Die Schaffung des Uno-Menschenrechtsrates mit Sitz in Genf geht im Wesentlichen auf eine erfolgreiche schweizerische Initiative zurück. Diese diplomatische Initiative stellt einen der grössten aussenpolitischen Erfolge der Schweiz im Berichtsjahr dar. Der neue Rat soll die Menschenrechtsarbeit der Vereinten Nationen effektiver und glaubwürdiger machen. Ausserdem hat die Schweiz in den vergangenen Jahren jene Uno-Arbeitsgruppe geleitet, die ein internationales Instrument zur Identifikation und Rückverfolgung von illegalen Kleinwaffen und leichten Waffen ausgehandelt hat. Diese Arbeitsgruppe hat im Juni 2005 ihre Arbeiten abgeschlossen. Schliesslich ist es dank diplomatischer Bemühungen der Schweiz gelungen, dass die Uno-Generalversammlung dieses Instrument im Dezember des letzten Jahres verabschiedet hat. Damit sind nun alle Uno-Staaten gehalten, ihre nationale Gesetzgebung in Übereinstimmung mit den Anforderungen dieses Instrumentes zu bringen. In der Schweiz ist eine interdepartementale Arbeitsgruppe daran, den Handlungsbedarf für unser Land zu eruieren.

In den einzelnen Ländern, in denen die Schweiz im vergangenen Jahr aktiv war, bestanden ihre Beiträge zur Friedens- und Menschenrechtsförderung darin, dass sie ihre Guten Dienste anbot, dass sie vermittelte und dass sie Partnerschaften mit gleichdenkenden Staaten, mit internationalen Organisationen, mit Nichtregierungsorganisationen sowie mit wissenschaftlichen Institutionen einging, um die Wirksamkeit ihrer Arbeit zu verstärken.

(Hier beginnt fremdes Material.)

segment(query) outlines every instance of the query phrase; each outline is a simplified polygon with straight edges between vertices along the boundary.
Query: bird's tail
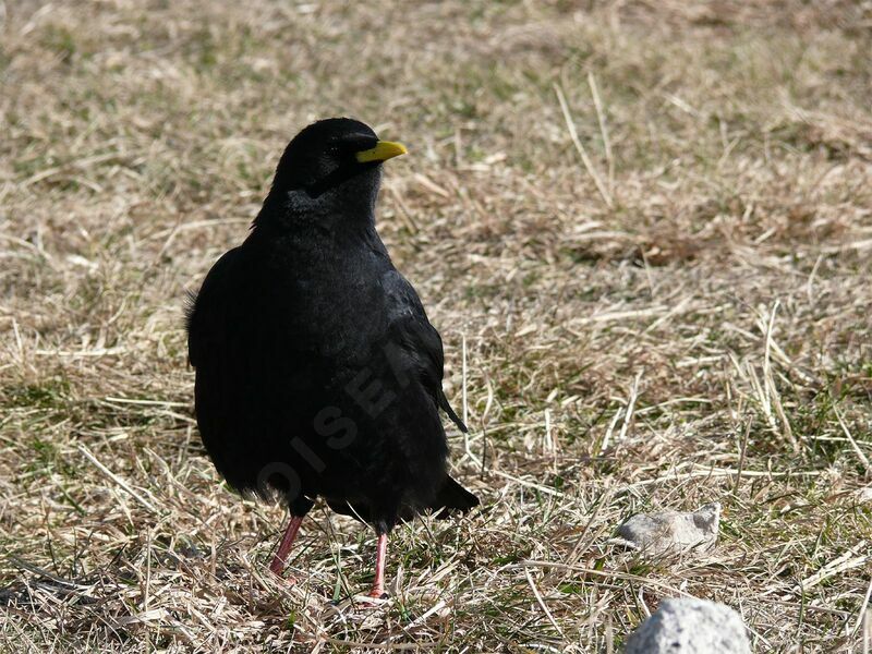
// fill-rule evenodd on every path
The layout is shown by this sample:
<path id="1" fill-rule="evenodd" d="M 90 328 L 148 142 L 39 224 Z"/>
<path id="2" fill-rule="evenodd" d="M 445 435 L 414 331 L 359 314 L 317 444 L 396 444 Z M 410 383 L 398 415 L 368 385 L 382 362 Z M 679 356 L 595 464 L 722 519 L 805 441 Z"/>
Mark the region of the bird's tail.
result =
<path id="1" fill-rule="evenodd" d="M 443 520 L 460 511 L 465 513 L 479 506 L 479 498 L 458 484 L 450 475 L 445 475 L 445 483 L 433 502 L 434 509 L 441 509 L 436 518 Z"/>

Trotzdem bleibt der Eindruck, dass wir mit unseren Bemühungen einer immer grösser werdenden Zahl von Konflikten, mehr Gewalt und Menschenrechtsverletzungen gegenüberstehen. Der Human Security Report zeigt aber auf, dass in den vergangenen vierzehn Jahren die Zahl der Kriege, die Zahl der Opfer von Gewaltkonflikten, Genoziden und schweren Menschenrechtsverletzungen sowie die Zahl der Flüchtlinge deutlich zurückgegangen sind. Hingegen hat die Zahl der intern Vertriebenen, also der Vertriebenen im eigenen [PAGE 776] Land, zugenommen, und der Bericht klammert die indirekten Kriegsfolgen aus, die zum Teil schwer quantifizierbar sind. Der Bericht zeigt aber deutlich auf, dass die internationalen Bemühungen zur Lösung von Konflikten, zur Friedensförderung, zum Schutz der Menschenrechte und zum Schutz der Zivilbevölkerung eine messbare positive Wirkung haben.

Die Kommission dankt für die geleistete Arbeit und bittet Sie, vom Bericht Kenntnis zu nehmen.